Edison already has spent about $150 million, by order of the California Coastal Commission, to mitigate damage to marine life. San Onofre’s once-through systems suck in fish and eggs with as much as 1.6 billion gallons per day of ocean water, discharging warm water back into the ocean. Mitigation included a replacement kelp bed and restoration of 150 acres of tidal wetlands. The plant also includes a fish protection system that uses a velocity-cap opening on the intake valve, creating a horizontal flow so fish can better detect pressure change and swim away.
For those fish that do make it into the intake pool, a series of concrete veins creates a current that directs fish to a corner where a stainless-steel elevator basket lifts them into a stream to the ocean. Kay estimates 95% of adult fish that get trapped in the intake are returned to the ocean safely, but fish eggs and larvae don’t usually survive the trip.
Edison and San Francisco-based Pacific Gas and Electric, owner of the 2,150-MW Diablo Canyon plant in Avila Beach, have until 2025 to develop a solution that is acceptable to regional water officials. The two four-loop pressurized-water nuclear reactors of Diablo Canyon in San Luis Obispo County are seen as important because they do not create greenhouse gases and are reliable when other alternative-energy sources are offline.
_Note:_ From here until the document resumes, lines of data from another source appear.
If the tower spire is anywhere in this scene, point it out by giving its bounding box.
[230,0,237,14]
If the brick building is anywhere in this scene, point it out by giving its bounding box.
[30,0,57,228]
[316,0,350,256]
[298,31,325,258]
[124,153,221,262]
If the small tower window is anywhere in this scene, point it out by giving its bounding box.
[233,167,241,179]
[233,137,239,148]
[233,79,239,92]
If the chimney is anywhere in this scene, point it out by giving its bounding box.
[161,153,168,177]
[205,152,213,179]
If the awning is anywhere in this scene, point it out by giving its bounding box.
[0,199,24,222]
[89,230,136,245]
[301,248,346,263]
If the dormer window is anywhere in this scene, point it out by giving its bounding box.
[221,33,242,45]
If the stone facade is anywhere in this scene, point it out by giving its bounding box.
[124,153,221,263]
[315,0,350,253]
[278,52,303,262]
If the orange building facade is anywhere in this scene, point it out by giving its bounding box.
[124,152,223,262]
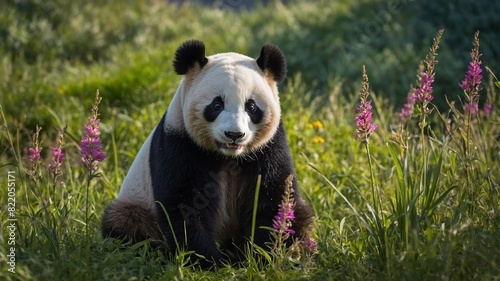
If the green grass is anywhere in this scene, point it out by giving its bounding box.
[0,0,500,280]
For the state’s 17 other power generating plants using once-through intakes for cooling, the regulations will be phased in. Within a year, owners will have to install large organism-exclusion devices or screens with gaps of no more than nine inches. Compliance dates range from 2015 for El Segundo, Harbor and Morro Bay powerplants to 2020 for the Haynes, Huntington Beach, Redondo, Alamitos, Mandalay and Ormond Beach stations.
At the same time, operators will be working to determine “best technology possible” to meet federal Clean Water Act marine-life protection requirements.